Escolher como usar o tempo

Notícias Magazine

Há milhões e milhões de livros que não lerei porque o tempo de uma vida não é suficiente para chegar nem a uma ínfima parcela. Essa seria uma primeira razão para não ler, de forma nenhuma comprar, aquilo que já se percebeu que é uma aberração de uma mente mesquinha. Mas não é a única: recuso-me a ser parte de uma mistificação que servirá ao autor para seja lá o que ele quer e de um malabarismo editorial para ganhar dinheiro. Falo do vómito de Saraiva, mais um depois de tanta inanidade. Dá que pensar: este homem dirigiu anos a fio o principal e mais influente semanário português, e depois fundou e dirigiu um outro jornal, teve a confiança dos financiadores e administradores e opinou sobre questões políticas nacionais e internacionais. Bastam-me os comentários e excertos que por aí andam, já isso é demasiado.

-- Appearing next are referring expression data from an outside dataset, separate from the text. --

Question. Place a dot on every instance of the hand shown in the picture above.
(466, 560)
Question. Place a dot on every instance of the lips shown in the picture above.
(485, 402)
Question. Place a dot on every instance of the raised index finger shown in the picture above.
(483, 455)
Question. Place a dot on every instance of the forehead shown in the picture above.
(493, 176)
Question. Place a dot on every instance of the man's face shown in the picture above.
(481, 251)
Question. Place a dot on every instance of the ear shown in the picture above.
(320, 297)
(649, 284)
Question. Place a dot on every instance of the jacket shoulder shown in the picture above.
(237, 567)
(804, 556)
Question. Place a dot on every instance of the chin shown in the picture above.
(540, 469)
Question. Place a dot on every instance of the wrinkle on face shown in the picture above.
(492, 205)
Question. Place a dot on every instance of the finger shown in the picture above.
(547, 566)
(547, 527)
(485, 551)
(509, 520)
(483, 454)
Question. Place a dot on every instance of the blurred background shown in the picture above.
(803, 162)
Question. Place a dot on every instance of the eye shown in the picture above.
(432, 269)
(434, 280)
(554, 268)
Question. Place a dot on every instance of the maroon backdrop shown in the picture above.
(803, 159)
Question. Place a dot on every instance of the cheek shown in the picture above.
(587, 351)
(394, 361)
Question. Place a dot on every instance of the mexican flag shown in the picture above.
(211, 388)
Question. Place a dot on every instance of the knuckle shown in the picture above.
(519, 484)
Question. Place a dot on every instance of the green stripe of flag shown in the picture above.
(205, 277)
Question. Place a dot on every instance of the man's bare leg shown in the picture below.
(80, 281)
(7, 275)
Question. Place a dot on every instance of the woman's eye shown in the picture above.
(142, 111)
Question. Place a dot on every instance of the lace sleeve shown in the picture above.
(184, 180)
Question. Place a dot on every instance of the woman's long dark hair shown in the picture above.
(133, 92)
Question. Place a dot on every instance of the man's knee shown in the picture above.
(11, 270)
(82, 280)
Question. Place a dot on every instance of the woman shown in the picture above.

Forçada a uma longa paragem por razões de saúde, pude ler, com fascínio, o volumoso e extraordinário romance Ver: Amor, de David Grossman, que a Dom Quixote publicou há dois anos. Já tinha começado mas precisava de tempo e calma para me envolver num dos mais belos e excecionais livros que até hoje li. Aproveitei também para finalmente ver o filme Cartas da Guerra, de Ivo M. Ferreira, e nem sei que palavras há para falar da emoção provocada por um passado tão recente, tão próximo, cheio de coisas que vivi, que conheci e que ouvi contar, cheio de coisas que nunca ninguém tinha contado assim. Senti a claustrofobia do confinamento a um espaço fechado sobre si mesmo e no entanto no meio de uma natureza esplendorosa. Senti a dor, o sem sentido, a perda dos parâmetros que fazem a nossa normalidade. Belíssimo filme, feito de um belíssimo livro em boa hora organizado pelas duas filhas de António Lobo Antunes e de Maria José Fonseca e Costa.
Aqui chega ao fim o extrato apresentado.